Il est probable que vous aurez été attiré vers ce livre par le petit vocable japonais, si hermétique et habilement inclus dans son texte :
Wabi Sabi. Qu'est-ce donc ? Ou peut être en avez-vous déjà entendu parlé, de très loin, et que vous croyez vous souvenir que cela à un rapport avec le Zen. Cela explique d'ailleurs votre intérêt.
Pas très facile pourtant de parler de
Wabi Sabi. Une traduction directe est impossible. Alors ne faudrait-il pas expliquer la notion ? Pour en dire seulement ceci :
Wabi Sabi est un état d'esprit spécifique à la culture japonaise, exprimant en particulier une sensibilité extrême à la question de l'impermanence des phénomènes de la vie terrestre (d'où sa relation évidente avec le Zen). Il en résulte la création d'une esthétique particulière, qui, à son tour, prolonge les valeurs essentielles de cet état d'esprit.

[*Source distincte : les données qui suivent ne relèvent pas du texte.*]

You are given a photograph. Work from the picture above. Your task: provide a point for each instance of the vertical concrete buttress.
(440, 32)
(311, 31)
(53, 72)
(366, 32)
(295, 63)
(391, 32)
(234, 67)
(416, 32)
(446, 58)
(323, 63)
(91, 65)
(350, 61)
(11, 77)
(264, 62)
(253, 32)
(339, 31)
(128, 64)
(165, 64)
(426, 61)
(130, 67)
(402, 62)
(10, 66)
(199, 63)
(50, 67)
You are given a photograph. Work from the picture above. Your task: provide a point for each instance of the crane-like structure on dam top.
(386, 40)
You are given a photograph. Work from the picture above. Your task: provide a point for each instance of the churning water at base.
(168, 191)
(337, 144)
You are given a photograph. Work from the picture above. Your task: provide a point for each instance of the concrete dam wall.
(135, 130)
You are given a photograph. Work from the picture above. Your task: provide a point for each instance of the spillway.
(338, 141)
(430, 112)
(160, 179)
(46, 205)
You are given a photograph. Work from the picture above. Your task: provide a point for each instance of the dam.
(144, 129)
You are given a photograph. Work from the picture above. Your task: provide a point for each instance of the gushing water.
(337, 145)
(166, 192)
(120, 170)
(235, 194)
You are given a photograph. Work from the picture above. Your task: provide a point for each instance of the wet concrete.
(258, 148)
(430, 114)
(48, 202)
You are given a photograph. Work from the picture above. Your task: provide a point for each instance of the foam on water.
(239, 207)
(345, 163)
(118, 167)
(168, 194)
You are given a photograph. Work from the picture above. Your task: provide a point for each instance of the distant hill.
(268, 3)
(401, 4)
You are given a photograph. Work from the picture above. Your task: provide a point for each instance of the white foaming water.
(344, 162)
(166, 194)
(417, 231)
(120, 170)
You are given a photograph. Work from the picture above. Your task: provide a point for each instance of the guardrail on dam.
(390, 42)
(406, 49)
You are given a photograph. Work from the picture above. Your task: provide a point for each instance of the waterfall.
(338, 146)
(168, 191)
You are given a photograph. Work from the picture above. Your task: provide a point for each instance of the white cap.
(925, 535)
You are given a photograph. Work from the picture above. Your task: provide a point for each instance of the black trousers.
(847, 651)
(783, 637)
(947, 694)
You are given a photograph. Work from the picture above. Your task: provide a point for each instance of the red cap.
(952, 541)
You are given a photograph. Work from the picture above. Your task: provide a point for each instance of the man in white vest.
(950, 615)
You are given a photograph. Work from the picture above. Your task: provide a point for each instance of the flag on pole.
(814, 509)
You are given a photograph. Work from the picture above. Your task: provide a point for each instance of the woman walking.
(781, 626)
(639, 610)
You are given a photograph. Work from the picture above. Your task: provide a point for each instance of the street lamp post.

En réalité cette orientation esthétique imprègne en profondeur toute la vie japonaise, ceci depuis des siècles, tout en restant très sensible aujourd'hui malgré l'ultra modernité de la société nippone. Les japonais, dont on sait qu'ils sont très réticents à conceptualiser leurs états d'âme ou leurs pratiques spirituelles, n'en parlent jamais mais l'appliquent au quotidien, parfois même sans y prêter attention.
Pour en revenir au livre de
Christopher A. Weidner (qui malgré l'américanisation de son nom est allemand), il y aura peu, hélas, à apprendre de
Wabi Sabi. Cet angle d'approche n'est qu'un énième prétexte au déballage d'une pseudo-méthode de développement personnel plutôt banale. On y retrouvera les sacro-saintes accroches : « mieux vivre », « être soi-même », « se libérer du stress »et autres poncifs incontournables du genre. On en conclura donc que si la démarche paraît en premier lieu séduisante, elle se réduit en fin de compte à très peu de choses.
De la fameuse notion de
Wabi Sabi, on apprendra peu ou pire, on se figurera avoir compris quelque chose. Mieux vaudra pourtant ne pas s'attarder sur ce livre si l'on désire approcher d'un peu plus près les mystères (ils sont bien réels de mon point de vue) de l'esthétique japonaise. Si l'on pratique l'anglais, on gagnera tout à découvrir directement les ouvrages de
Leonard Koren «
Wabi Sabi for artists, designers, poets & philosophers » ainsi que «
Wabi Sabi : the art of impermanence » d'
Andrew Juniper dont l'approche esthétique et artistique est plus complète et qui rendent un hommage plus appuyé à la complexité de ce phénomène polymorphe (Poésie, peinture, poterie, cérémonie du thé etc.).
A ce jour et à ma connaissance, il n'existe, sur ce sujet, aucun livre sérieux écrit en langue française. On se reportera pourtant à certains ouvrages du sinologue
François Jullien (notmment «
Eloge de la fadeur ») qui aborde plusieurs notions liées à la philosophie taoïste dont le
Wabi Sabi, à bien des égards, a assuré le prolongement hors des frontières chinoises.